After working in the diversity and inclusion space for over 15 years, the 43-year-old author of “Pelo Malo No Existe” created “D’Que Latino,” an independent series seeking to be the first Afro-Latino television show in the nation.

“‘D’Que’ is a colloquial term mainly found in the Dominican community. I love the term ‘d’que’ because it means ‘supposedly,’” Arzu-Brown said. “When you’re looking at me, you don’t think I’m Latino until I tell you. I’ve heard people tell me and my family, ‘Oh, she’s d’que Latino,’ supposedly Latino. But I am because I was born in Honduras, so we wanted to play with that word.”

“I still don't see a family like my family on TV … My dad needs to be able to see his darker tones, my abuelita has to still be able to see her darker tone. I believe that many of my indigenous, Black Latino community is still not seeing themselves," Arzu-Brown said.
“I still don't see a family like my family on TV … My dad needs to be able to see his darker tones, my abuelita has to still be able to see her darker tone. I believe that many of my indigenous, Black Latino community is still not seeing themselves," Arzu-Brown said.
Courtesy of the Arzu-Brown family

“D’Que Latino” is co-written by Arzu-Brown and Victor Cruz and follows the intergenerational, middle-class Amigo family raising their children in the South Bronx, “a borough where 56.4% of residents identify as Hispanic/Latinx and 43.6% report they’re Black/African American,” as reported by Parents.com. Loosely based on her own childhood in the Hunts Point neighborhood of the South Bronx, Arzu-Brown’s goal is to have the series greenlit and funded to premiere by August 2023, commemorating the 50th anniversary of hip-hop in her borough.

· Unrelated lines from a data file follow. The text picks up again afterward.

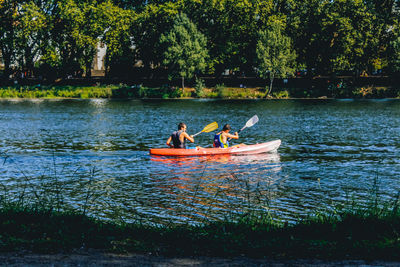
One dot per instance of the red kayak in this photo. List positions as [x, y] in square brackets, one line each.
[241, 149]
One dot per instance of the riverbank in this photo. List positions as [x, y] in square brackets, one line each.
[361, 234]
[123, 91]
[101, 258]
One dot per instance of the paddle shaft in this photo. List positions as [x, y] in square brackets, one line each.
[197, 133]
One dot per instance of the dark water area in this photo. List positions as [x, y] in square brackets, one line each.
[93, 154]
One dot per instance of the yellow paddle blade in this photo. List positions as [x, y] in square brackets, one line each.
[211, 127]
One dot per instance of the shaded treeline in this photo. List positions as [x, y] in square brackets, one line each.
[59, 38]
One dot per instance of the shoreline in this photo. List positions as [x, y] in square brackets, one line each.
[100, 258]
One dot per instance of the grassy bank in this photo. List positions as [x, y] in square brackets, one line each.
[199, 91]
[362, 234]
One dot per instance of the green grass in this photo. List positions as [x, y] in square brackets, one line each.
[360, 234]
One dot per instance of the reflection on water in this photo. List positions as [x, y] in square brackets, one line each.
[331, 152]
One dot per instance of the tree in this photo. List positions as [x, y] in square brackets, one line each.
[186, 50]
[116, 24]
[394, 60]
[30, 35]
[275, 54]
[8, 12]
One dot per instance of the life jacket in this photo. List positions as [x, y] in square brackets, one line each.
[176, 141]
[218, 141]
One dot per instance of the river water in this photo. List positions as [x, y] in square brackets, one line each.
[93, 155]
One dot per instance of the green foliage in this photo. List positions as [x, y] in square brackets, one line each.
[222, 91]
[186, 50]
[275, 54]
[55, 38]
[281, 94]
[394, 61]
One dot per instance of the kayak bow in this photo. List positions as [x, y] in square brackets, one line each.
[241, 149]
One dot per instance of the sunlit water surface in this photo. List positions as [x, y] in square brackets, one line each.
[93, 155]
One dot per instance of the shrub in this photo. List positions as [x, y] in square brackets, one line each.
[222, 91]
[281, 94]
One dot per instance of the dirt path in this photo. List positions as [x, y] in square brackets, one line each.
[98, 258]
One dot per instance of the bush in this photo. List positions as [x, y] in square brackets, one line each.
[281, 94]
[222, 91]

“You get to see a man who owns his own architecture firm and his wife, who is a marketing executive about to branch out on her own. You’ll see how they deal with impostor syndrome in their corporate jobs, how they rise above that, how they are dealing with gentrification, how they’re dealing with cultural appropriation,” said Arzu-Brown. “But most importantly, I think that this family and the stories are aspirational. They’re about resilience, tenacity and love. It’s about the qualities that transcend every culture, creed, color. This is about the human experience, but coming through the lens of people that look like us.”

Arzu-Brown is doubtful about whether a white Latino star would cosign and sponsor their series and is not expecting it, considering the pervasive impacts of racism and colorism in the community. While they’re still searching for a showrunner and in communications with a few networks, they do believe proper partnership and amplification would give life to their series.

“I just want to commend all those people who have made it to the finish line, and got those stories told,” Arzu-Brown said. “Whether or not they were canceled, it was still a success that they were even on. They showed me that possibilities, you know, can become a reality.”